Wednesday, November 3, 2010

Tapering

I've read several articles on tapering that caution triathletes to lower their caloric intake so as not to unintentionally gain weight during the period of reduced activity.  I've decided whatever author wrote those words could not possibly have been a triathlete themselves.  I'm sorry, but after months of 4-5 hour bike rides on the weekends, long runs, long swims, and any weight lifting I happen to squeeze in,  my body is HUNGRY... and it does not appreciate me telling it that it should not be so.  If triathlon has taught me anything, it has taught me the importance of listening to my body.  So - I'm listening.  To my body, not unidentified authors who tell me how I should feel.

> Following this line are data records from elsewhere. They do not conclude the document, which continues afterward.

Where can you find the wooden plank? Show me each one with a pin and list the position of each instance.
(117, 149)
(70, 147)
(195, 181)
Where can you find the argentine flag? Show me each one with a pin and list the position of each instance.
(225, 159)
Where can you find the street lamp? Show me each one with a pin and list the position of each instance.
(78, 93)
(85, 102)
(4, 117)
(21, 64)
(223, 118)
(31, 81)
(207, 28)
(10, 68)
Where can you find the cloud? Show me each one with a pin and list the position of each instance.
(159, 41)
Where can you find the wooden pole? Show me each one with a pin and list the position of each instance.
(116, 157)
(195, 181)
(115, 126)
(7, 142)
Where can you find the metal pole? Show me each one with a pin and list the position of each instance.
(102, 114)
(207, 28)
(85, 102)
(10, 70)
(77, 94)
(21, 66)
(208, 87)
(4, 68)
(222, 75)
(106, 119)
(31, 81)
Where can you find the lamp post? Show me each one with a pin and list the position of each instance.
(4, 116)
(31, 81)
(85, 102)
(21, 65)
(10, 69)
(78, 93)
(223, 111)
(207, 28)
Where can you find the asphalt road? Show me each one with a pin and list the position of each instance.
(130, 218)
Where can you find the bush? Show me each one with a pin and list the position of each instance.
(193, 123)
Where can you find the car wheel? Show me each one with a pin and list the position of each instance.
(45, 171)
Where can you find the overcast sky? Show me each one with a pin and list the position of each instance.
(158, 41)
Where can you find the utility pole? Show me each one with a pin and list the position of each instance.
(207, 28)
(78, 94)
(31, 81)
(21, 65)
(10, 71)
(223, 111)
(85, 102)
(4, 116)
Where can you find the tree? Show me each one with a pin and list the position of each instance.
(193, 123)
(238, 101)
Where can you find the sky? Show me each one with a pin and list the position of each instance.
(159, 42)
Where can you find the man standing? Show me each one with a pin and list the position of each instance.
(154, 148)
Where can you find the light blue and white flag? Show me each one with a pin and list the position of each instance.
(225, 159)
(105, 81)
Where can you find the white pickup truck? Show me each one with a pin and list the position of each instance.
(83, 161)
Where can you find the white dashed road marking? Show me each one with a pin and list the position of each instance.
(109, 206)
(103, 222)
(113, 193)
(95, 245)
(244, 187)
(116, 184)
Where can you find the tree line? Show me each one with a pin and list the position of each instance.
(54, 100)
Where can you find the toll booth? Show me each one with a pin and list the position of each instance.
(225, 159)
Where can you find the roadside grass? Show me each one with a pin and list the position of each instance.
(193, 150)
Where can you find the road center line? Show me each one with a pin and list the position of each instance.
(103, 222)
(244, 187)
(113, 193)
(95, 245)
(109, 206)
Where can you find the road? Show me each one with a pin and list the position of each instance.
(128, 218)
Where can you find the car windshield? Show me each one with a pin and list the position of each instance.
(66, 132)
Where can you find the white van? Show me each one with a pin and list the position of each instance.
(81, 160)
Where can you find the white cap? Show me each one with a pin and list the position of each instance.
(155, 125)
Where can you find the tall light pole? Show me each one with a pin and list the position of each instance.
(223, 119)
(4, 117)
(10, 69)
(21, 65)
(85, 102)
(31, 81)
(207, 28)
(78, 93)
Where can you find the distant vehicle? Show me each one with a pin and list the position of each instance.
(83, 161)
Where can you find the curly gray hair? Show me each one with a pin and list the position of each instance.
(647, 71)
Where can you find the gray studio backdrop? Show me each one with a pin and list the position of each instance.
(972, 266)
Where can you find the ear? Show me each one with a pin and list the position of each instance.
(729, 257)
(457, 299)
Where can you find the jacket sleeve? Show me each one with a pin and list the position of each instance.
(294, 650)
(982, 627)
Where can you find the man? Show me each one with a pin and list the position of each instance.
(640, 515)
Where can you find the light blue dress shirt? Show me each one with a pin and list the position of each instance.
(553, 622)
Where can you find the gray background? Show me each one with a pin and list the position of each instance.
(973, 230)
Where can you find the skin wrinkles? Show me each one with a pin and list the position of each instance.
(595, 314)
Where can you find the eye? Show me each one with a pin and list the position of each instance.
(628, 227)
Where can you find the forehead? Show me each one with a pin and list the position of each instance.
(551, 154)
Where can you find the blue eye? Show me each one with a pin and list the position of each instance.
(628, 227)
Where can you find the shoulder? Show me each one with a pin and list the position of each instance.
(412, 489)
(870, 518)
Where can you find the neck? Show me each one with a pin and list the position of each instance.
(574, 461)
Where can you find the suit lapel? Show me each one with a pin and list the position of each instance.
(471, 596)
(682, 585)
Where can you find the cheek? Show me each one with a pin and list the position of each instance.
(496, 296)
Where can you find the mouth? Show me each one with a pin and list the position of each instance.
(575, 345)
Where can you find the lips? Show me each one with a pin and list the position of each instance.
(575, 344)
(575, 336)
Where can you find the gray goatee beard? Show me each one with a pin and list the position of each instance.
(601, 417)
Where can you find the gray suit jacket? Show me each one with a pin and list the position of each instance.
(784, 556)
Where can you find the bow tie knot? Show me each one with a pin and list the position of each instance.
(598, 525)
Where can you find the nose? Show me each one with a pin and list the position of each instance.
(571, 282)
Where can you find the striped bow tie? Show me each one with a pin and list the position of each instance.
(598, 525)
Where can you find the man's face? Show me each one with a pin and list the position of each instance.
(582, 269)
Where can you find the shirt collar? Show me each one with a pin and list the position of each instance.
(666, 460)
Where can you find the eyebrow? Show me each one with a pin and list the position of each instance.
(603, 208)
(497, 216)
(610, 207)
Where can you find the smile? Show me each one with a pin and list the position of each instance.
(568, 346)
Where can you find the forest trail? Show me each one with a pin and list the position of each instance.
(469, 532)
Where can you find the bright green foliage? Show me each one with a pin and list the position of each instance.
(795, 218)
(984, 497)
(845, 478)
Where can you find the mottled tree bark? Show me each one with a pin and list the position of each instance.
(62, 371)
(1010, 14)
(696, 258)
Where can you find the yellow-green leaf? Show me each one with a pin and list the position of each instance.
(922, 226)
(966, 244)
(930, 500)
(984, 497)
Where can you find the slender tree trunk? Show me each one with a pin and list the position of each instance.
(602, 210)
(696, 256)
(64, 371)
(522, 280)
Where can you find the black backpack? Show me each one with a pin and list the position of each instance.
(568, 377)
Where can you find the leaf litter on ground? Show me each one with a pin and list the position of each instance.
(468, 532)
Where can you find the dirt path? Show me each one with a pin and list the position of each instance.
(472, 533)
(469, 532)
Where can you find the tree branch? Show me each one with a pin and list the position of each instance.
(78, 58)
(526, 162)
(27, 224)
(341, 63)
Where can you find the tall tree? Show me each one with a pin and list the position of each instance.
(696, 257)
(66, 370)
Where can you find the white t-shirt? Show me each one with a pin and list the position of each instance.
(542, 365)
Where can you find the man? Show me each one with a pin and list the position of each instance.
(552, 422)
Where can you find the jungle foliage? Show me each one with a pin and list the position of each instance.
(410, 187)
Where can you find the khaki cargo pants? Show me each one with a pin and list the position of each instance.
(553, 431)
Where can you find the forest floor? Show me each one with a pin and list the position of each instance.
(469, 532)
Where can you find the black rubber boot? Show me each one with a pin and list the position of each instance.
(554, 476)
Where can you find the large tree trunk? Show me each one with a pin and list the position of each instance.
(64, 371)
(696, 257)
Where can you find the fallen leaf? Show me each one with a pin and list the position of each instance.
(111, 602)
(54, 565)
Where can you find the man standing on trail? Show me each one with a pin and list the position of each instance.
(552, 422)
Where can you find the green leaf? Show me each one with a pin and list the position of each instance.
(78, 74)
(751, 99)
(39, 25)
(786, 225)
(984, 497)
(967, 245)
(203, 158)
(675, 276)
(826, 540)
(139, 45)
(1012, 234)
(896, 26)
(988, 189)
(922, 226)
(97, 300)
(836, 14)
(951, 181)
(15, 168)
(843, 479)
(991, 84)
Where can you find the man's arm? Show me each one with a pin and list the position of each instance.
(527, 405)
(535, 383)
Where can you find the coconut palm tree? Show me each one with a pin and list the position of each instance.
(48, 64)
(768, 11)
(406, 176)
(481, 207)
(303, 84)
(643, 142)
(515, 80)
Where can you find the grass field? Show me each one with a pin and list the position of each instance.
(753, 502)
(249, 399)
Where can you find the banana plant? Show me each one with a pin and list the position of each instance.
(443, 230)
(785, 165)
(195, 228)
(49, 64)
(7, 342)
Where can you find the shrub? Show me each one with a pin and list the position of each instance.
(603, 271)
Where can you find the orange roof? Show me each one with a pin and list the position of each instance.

Tapering is a mind exercise, I think.  I finish my workout in the morning and have extra time because the sessions are shorter... and I think, "I could get in some weights!"  And then I remember that tapering is about letting my body rest some.  Oh - yeah.  Guess not. 

I have mixed feelings about the upcoming race. On the one hand, I've been trying to do this race for two years.  Last year I got a stress fracture in my left hip just weeks out from the race, and ended up only being able to do the aquabike.  I'm back this year to try again.  I want to prove to myself that I CAN run 13.1 miles and not injure myself.  I want to accomplish what I set out to do 2 years ago.  And I want to take the next step towards doing a full ironman.  I've worked so hard this fall, and overcome so many obstacles - IT band problems in both knees and both hips, achilles tendonitis, and being sidelined for 2 weeks due to illness.  My mom always says "overcome your obstacles" - so I kept going, overcoming each obstacle.  This is about perseverance.

It's also about learning to accept myself and believe in myself.  Will I finally know I'm really an athlete when I cross the finish line?  Somehow, I think that's something that must come from within, not without.  But I do think completing this HIM will give me some confidence in myself.